Antworten auf die Fragen der Gesellschaft
Trotz dieses wachsenden Drucks können 49 Prozent der institutionellen Immobilieninvestoren nach eigenen Angaben noch nicht erkennen, dass durch den Klimawandel die Risiken für ihr Portfolio gestiegen sind. Das ist das Ergebnis der Studie „Emerging Trends in Real Estate Europe 2020“, welche die Wirtschaftsprüfungsgesellschaft PwC und das Urban Land Institute (ULI) durchgeführt haben. Susanne Eickermann-Riepe, German Real Estate Leader bei PwC Deutschland, stimmt dieses Ergebnis nachdenklich. Wer erst in den kommenden Jahren auf die Herausforderungen durch den Klimawandel reagiere, „werde Fragen von Investoren, Mietern, aber auch der Gesellschaft nur unzureichend beantworten können“.

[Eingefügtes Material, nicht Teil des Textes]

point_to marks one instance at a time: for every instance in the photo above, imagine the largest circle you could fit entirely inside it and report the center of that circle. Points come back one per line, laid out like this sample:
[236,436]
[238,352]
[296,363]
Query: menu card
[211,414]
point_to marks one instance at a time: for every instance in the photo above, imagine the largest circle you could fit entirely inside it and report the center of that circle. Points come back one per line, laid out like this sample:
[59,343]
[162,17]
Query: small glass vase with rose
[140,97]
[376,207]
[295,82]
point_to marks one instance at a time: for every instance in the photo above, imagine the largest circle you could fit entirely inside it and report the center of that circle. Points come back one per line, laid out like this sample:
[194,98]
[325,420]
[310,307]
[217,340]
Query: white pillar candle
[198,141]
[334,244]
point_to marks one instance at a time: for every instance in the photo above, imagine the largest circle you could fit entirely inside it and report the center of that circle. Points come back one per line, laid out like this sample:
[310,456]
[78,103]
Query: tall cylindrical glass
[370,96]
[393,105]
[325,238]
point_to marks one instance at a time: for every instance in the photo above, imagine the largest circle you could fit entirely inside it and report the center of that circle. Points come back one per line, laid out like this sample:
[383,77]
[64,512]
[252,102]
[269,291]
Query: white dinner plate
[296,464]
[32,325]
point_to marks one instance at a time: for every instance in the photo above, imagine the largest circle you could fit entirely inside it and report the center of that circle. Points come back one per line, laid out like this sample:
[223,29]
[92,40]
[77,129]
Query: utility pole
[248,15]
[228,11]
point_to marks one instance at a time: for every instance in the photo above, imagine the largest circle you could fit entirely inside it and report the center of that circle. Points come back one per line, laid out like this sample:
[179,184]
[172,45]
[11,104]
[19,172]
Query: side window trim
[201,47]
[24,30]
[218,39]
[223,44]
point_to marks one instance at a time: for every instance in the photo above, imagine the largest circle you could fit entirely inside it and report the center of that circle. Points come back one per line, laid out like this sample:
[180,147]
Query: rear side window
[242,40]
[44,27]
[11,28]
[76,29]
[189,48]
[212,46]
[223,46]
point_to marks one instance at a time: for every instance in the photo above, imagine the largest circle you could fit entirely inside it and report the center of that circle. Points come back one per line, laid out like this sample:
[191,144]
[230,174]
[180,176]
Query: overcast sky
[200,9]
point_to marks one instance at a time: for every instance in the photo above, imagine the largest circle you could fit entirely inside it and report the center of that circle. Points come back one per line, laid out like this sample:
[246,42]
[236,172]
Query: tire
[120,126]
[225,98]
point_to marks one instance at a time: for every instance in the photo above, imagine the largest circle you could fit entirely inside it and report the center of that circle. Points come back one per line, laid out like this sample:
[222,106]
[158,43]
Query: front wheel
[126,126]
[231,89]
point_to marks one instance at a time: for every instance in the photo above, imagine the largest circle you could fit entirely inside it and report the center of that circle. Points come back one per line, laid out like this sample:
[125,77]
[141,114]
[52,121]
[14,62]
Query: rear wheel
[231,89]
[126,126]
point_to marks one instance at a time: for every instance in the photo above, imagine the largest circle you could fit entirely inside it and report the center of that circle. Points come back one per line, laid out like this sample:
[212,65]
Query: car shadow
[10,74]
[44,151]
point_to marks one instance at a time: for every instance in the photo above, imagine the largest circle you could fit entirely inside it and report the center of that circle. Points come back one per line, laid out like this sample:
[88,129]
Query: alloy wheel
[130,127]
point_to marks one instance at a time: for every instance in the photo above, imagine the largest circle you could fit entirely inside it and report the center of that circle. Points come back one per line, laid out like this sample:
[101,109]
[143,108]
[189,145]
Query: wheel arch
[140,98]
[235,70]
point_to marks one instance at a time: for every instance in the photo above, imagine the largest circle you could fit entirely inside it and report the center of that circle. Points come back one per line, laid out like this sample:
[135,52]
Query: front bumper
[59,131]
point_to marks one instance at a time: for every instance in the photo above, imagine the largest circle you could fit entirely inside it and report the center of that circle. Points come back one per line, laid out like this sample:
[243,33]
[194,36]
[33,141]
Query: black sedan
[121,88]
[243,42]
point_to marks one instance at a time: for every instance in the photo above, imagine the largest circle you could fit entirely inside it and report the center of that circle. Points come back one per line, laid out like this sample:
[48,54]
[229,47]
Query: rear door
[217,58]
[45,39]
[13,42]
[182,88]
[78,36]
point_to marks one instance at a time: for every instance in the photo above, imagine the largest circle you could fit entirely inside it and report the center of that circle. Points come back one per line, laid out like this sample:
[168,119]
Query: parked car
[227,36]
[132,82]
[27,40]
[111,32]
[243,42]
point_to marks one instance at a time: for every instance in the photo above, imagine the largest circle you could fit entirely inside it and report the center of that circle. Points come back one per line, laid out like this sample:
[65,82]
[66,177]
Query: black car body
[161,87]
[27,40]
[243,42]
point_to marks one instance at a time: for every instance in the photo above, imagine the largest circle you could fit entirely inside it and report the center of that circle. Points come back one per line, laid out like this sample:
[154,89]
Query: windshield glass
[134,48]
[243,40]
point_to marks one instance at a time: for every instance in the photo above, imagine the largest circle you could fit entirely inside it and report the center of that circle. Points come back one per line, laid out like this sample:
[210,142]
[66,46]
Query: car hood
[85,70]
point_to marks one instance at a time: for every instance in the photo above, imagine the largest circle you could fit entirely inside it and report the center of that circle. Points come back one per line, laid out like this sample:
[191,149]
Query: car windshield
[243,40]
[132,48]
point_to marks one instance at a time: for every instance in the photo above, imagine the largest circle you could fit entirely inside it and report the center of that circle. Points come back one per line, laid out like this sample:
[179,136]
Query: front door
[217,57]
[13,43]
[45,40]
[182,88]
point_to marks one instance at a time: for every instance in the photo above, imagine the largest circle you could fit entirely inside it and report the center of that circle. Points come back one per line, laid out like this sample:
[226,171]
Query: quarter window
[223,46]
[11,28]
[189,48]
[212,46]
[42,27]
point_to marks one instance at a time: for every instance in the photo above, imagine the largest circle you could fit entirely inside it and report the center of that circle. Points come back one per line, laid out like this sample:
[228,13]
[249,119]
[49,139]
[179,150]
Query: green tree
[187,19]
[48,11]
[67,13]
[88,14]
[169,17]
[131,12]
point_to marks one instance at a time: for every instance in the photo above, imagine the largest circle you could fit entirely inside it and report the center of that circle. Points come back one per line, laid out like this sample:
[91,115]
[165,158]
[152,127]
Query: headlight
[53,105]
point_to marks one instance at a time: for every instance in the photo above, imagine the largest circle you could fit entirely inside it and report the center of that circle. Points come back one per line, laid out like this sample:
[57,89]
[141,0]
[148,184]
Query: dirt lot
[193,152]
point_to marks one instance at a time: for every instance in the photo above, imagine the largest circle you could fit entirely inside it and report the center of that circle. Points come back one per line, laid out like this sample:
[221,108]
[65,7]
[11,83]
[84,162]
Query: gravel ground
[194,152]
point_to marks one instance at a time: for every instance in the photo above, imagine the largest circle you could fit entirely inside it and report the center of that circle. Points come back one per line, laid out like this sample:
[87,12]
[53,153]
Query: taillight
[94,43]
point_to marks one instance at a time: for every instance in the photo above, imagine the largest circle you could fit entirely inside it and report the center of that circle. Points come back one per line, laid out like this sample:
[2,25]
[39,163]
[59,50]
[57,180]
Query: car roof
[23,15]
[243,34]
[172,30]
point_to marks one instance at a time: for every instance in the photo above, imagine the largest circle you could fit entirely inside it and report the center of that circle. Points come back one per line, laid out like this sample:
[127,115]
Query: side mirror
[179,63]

Nicht so lange warten will Union Investment Real Estate. „Wir wollen so früh wie möglich eine klare Aussage zur Nachhaltigkeitsperformance unserer Objekte und Portfolios treffen können“, sagt Jan von Mallinckrodt, Head of Sustainability bei der Union Investment Real Estate GmbH. Aus diesem Grund hat der Hamburger Investmentmanager gemeinsam mit der Beratungsfirma atmosgrad° ein neues Nachhaltigkeitslabel namens atmosphere entwickelt.
Ein neues Nachhaltigkeitslabel
„Das Label macht zunächst für das wichtige Zwischenziel 2030 sichtbar, zu wie viel Prozent eine Immobilie oder ein Portfolio dieses Zwischenziel bereits erfüllt“, erläutert von Mallinckrodt. In die Bewertung geht zu 40 Prozent der Faktor „Verbräuche und Emissionen“ ein. Weitere 40 Prozent trägt der von Union Investment entwickelte Sustainable Investment Check bei, der qualitative Nachhaltigkeitsaspekte wie Gebäudeautomation und Nutzerkomfort abdeckt. Die letzten 20 Prozent entfallen auf Aspekte der Fondsstrategie wie z.B. den Einsatz von grünen Mietverträgen (Green Leases) oder Ausschlusskriterien für nicht nachhaltigkeitskonforme Mieter.

Ein zentrales Element ist dabei ein Energiemonitoring mittels Sensorik, das Union Investment bis Ende 2019 in 27 Immobilien bereits eingeführt hat. Dieses Monitoring ermöglicht es, den Energieverbrauch exakt zu ermitteln und auf dieser Basis konkrete Einsparpotenziale zu formulieren. Noch 2020 wird Union Investment laut von Mallinckrodt ein solches Einsparziel für ein erstes Teilportfolio ausrufen.
„Das atmosphere-Label ist ein wichtiger Bestandteil unserer Manage-to-Green-Strategie“, betont von Mallinckrodt. Mit dieser Strategie soll das Bestandsportfolio – und damit nicht nur hoch effiziente Neubauten – umweltfreundlich und CO2-sparend gemacht werden.

Warum „Stranded Assets“ drohen
Diese Strategie dient nicht nur der ökologischen, sondern auch der wirtschaftlichen Nachhaltigkeit. Experten halten es nämlich für denkbar, dass nicht nachhaltige Immobilien in Zukunft erhebliche Vermarktungsprobleme bekommen und zu sogenannten Stranded Assets werden könnten. Wie sich das vermeiden lässt, hat ein Forschungsprojekt untersucht, das die Deutsche Unternehmensinitiative Energieeffizienz (Deneff) zusammen mit Union Investment durchgeführt hat.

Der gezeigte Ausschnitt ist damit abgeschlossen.